Wednesday 12 January 2011

The moral world of Toy Story and post-modern subversion of genre



Aliya Whitely, doyenne of quirk-fiction (I’m inventing a new genre for her as she’s having trouble fitting into one at the moment) has just put up an interesting post about Toy Story which got me thinking about the whole art/life (or fiction/reality if you want to sound less pretentious) thing.
I’m easily pleased by kids’ films and, lazily, I hadn’t bothered to look at the underlying nuts and bolts of Toy Story but Aliya’s right – the TS franchise takes the central premise that toys are alive and have feelings and runs with it to some disturbing conclusions. Disturbing because it follows that, if you don’t buy into the premise (and neither Andy, owner of Woody, Buzz et al nor Sid, the toy-torturer does) then you’re going to end up being, at best, thoughtless and, at worst, cruelly destructive towards your playthings.
Of course, without this premise, there’d be no film; the toys have to have human emotions rather than just being automata or we would feel no sympathy for them. But that’s the point of Aliya’s post, I suppose; should we be having sympathy for toys, for things that, in the real world, are inanimate?
It’s OK for us adults, we know it’s all fantasy, a fairy-story which we’re supposed to apply to our normal, everyday lives where how we treat people really matters. But do kids get this? Proponents of one side of the whole ‘effects of TV on their little minds’ debate constantly tell us that children know the difference between fact and fantasy, that they are – in fact – very sophisticated when it comes to telling the difference. I think that’s true but it doesn’t stop  fantasy having an effect on them.
Take my own offpsring. They were pretty sophisticated with this sort of stuff – they had to be, they had stories pretty much force-fed to them from birth  – but that still didn’t stop my older son having nightmares about some things that the British Board of Film Control thought were innoccuous enough to be given a U rating. ‘I know it’s not real’ he’d say to me and his Dad after waking from yet another bad dream ‘but I can’t stop thinking about it.’ Somehow, the reality of the film had insinuated itself into his mind and however much he told himself that it wasn’t real, the images had come to have a reality of their own and they frightened him.
So what about adult fiction?
As readers, are we affected, in unhelpful ways, by things we know not to be true?
As writers, are there genre conventions that make it difficult to represent life as it really is? For instance, there seems to be a feeling that ‘cosy crime’ is making a comeback at the moment because real life has become so morally ambiguous and the world such a threatening place that we need our fiction to shore up the feeling that the good guys do win in the end, that all is, truly, right with the world.
Are there conventions governing your own genre that you’re not happy with or are we all contentedly subverting such things in a thoroughly post-modern manner?
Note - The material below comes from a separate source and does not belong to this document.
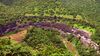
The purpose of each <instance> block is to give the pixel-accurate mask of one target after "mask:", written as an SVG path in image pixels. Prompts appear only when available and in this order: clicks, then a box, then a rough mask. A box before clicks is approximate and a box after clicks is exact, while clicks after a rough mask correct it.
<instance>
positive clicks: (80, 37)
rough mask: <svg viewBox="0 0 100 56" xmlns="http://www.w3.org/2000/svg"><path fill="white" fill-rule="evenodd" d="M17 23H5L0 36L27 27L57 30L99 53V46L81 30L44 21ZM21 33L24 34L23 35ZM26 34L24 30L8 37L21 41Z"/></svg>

PS. Sorry, couldn't resist the PhD thesis-type title of this post!!

3 comments:

Frances Garrood said...

Interesting post. As far as kids are concerned, I am always amazed at their ability to differentiate between truth and fiction. Books like Strewelpeter - an exceptionally nasty book when you think about, but beloved of all my children - never seemed to bother them in the slightest, and they loved gory fairy stories; the gorier the better. And yet their imaginary friends seemed to be genuinely real to them. One of my sons had a whole tribe of these, and woe betide anyone who sat on one or shut the door in its face. On the other hand, they were perfectly happy to abuse their toys, who received much roughter treatment.

But I think the more 'real' TV programmes and video games have an insidious and quite damaging effect, implying as they do that it's ok to shoot and hurt others provided you're the good guy - ie the person the child is identifying with.

As far as dreams are concerned, I think films and books may sow the seeds of irrational fears, or feed into fears that already exist. I suspect that there's a part of the dreaming mind that is almost searching for something to which it can attach its anxiety.

(Not sure this is a sensible reply to your post, Alis. I'm having a particularly bad day!)

C. N. Nevets said...

@Alis - Like Aliya, my novel-writing doesn't fit neatly into a traditional genre. I call what I write psychological suspense, but while I certainly use some tropes of thrillers, my novels are also packed with surrealism, philosophy, and a literary sensibility.

All that to say, that to say, my stuff doesn't fit a genre, so I don't have to worry about the genre interfering.

But, on the hand, I run the risk of not bringing in as much dough as the Toy Story franchise because it.